LA FOTOGRAFÍA DEL TIEMPO

 

Fotografía: 1976
 

En la habitación que hay junto a la cocina, al otro lado de la pared, frente al cabecero de hierro forjado, hay una fotografía que me define. Es un retrato en el que el objetivo de la cámara se ha metido en mi parte más  desconocida. Parece un fotograma del cine mudo. Me la hizo María Jesús, sobre las once de la mañana, un viernes de enero, después de haber estado corriendo delante de los “grises” por las calles de Valencia. Había terminado la manifestación y, detenidos en una zona arbolada,  se acercó y me dio un beso inesperado. Cuando disparó el obturador, me había cambiado el gesto y, en parte, mi vida. Ahora sería otra. Nunca más volvería a ser  el mismo.

Seguramente que en cualquier pared o superficie, en una cartera de bolsillo, incluso en un archivo del ordenador, hay una fotografía de nosotros, entre otras muchas, en la que tenemos  cara de buenos, o de traviesos y díscolos, o está llena de miseria y desencanto, quizás de alegría, pero sobre todo de misterio, de esa mirada perdida en un punto donde guardamos todos los secretos. Hay fotos que encierran cierta melancolía. La luz que entra por los ángulos ilumina la vida de antes. En ella siguen reinando los grises, los colores cenizas que perfilan el tiempo, la búsqueda del niño que se ha ido y el hombre solitario que llega, el mismo que deja caer los párpados o sube las cejas, que se busca a sí mismo y no se encuentra entre los días de entonces, entre las calles de la ciudad o entre los guiños del amor incipiente y correspondido, tropezando con la idea, con la pasión, que lo atrapa una y otra vez, mientras se prepara para caer en la desnudez a través del arte,  una decisión tan arriesgada como dramática.  Dice Blinky que “un artista es un niño que ha sobrevivido a casi todo”. Y así es. Aquella fotografía fue el inicio de un mundo nuevo, el retrato de  mi soledad, prisionero de la creación, que es otra trampa, ya fuera con careta o sin ella, forzando la palabra a base de  falsear las cosas para hacerlas mías, tuyas…, o vuestras, y conseguir una orgía de imágenes, de historias, de pudor, de dudas, pero sobre todo de sufrimiento, porque es el dolor, y no otra cosa, lo que nos ayuda a alcanzar  el éxtasis, una vez que conseguimos aquello que estábamos  buscando.


Fotografía 2:  1976

Por eso forcé algo el  gesto.
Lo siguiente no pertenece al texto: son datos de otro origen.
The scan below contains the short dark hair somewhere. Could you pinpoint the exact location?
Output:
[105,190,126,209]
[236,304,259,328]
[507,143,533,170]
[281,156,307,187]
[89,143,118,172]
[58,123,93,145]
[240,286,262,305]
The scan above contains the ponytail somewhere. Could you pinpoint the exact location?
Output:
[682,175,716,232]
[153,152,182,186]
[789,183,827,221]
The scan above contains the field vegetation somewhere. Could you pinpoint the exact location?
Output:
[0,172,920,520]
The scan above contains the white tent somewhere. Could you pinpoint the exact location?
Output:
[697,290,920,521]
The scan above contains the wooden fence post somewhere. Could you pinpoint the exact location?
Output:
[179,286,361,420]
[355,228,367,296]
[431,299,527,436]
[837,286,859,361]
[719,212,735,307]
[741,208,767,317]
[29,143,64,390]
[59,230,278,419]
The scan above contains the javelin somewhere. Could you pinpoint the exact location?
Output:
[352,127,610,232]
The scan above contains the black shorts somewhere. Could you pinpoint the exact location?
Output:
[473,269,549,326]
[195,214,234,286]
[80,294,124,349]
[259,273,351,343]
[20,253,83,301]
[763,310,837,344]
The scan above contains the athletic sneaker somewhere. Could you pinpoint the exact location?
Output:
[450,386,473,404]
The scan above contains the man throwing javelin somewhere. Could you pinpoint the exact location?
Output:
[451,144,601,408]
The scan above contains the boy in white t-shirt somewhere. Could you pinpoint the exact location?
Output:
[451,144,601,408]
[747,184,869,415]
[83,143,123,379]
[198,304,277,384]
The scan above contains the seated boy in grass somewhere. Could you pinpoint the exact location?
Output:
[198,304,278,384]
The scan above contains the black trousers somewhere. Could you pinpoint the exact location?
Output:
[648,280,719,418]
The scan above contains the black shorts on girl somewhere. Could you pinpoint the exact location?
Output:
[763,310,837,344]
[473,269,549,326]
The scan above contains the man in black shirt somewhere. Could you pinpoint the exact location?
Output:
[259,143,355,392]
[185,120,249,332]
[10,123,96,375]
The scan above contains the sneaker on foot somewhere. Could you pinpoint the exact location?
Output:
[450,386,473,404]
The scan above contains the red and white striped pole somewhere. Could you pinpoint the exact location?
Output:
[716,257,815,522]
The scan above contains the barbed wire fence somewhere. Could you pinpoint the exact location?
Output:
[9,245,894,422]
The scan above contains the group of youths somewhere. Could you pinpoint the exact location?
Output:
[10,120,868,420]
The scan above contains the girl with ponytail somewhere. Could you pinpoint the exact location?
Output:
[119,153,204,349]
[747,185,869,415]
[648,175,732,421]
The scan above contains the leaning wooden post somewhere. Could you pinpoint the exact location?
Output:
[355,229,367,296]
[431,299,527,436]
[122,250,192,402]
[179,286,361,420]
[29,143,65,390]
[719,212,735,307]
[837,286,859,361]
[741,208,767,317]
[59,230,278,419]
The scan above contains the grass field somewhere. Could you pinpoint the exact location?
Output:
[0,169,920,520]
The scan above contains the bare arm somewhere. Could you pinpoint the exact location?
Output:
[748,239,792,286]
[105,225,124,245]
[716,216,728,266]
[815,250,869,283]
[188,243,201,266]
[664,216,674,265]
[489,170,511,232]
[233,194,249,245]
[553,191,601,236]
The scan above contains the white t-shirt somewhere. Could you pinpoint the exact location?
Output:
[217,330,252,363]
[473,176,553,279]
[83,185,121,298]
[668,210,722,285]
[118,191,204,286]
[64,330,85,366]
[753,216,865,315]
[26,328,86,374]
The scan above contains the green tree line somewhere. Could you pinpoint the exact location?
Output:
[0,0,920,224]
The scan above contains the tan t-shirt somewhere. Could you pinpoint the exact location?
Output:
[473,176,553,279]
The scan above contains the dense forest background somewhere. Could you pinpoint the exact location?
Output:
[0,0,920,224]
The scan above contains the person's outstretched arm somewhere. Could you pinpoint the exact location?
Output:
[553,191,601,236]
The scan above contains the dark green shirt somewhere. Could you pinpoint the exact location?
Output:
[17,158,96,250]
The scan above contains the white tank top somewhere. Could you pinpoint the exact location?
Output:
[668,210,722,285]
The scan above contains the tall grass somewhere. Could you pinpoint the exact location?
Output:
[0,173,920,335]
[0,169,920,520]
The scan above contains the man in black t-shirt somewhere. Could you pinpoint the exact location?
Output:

Y  me quedé solo. No tenía a nadie tras de mí. Delante estaba  mi amiga del alma, a la que admiraba. Y a la que también deseaba, como era de suponer. La devoción o la admiración era mutua. Ella era la metáfora femenina, el icono rebelde de aquella juventud, como  La Pietá lo fue en su día del amor maternal.  Y a su lado viví las primeras emociones, entre palabras sencillas y tiernas, con la barba revolucionaria descuidada  y mis diecinueve años llevados como cualquier viejo, orgulloso y pobre, becario de la Transición, y lleno de contradicciones,  hasta el momento desnonocidas o inéditas. Había descubierto mi caos y , de paso, mi destino, agazapado entre multitud de dificultades, que me llevarían a besar la tierra en más de una ocasión, a rendirme y quedar a merced del fracaso, esa línea roja donde, si te mueves,  te vas a la cuneta o , con suerte, puedes llegar a posarte en el cielo, o sea, a sacar al poeta que anida en ti antes de que se pierda por los desagües de las alcantarillas de esta vida tan caprichosa, tan urgente, que da pocas opciones y todo lo quiere “en seguida”, sin tiempo para rectificar, hasta que un día, cuando estás bajo mínimos, sin esperar ya nada, vas y  encuentras el estilo, y te expresas con él, porque el estilo define el mundo. Buscar el estilo es como buscar un rastro entre las hojas caídas, entre los libros, entre la luz de las tinieblas, y escuchar a tu interior, la voz que te habla, que te exige,  que te engaña, que te rompe en dos. Sin querer, caes al vacío. Te levantas. Hasta que una mañana, al colocar  la primera línea sobre la página en blanco, compruebas que ha nacido el estilo, tan inconfundible, tan tuyo, la herencia de tanta angustia, de tanta búsqueda, de tantas cosas.


Cámara Canon AE-1

Me acuerdo perfectamente de esa fotografía; de aquel  otro, que soy yo.  Y de aquella chica, María Jesús, que se fue para siempre. Y de nuestro viaje, compartido con gratitud. Mirando la foto, veo el rastro de multitud de sensaciones, de momentos inolvidables, de sus ojos, que ya no encuentro por ningún lado, de la mano amiga, de su alegre sonrisa, de su aliento cerca, de su rostro, algo borroso, y de aquella cámara de fotos, la Canon AE-1, con un objetivo de 50 mm. 1.8, luminoso y con efecto “bokeh”, que hacía que la imagen fuera muy nítida y el resto algo borroso,   una cámara que había sido más una herencia que un regalo, con un carrete de 35 mm., impregnado de una capa de amor y otra de palabras.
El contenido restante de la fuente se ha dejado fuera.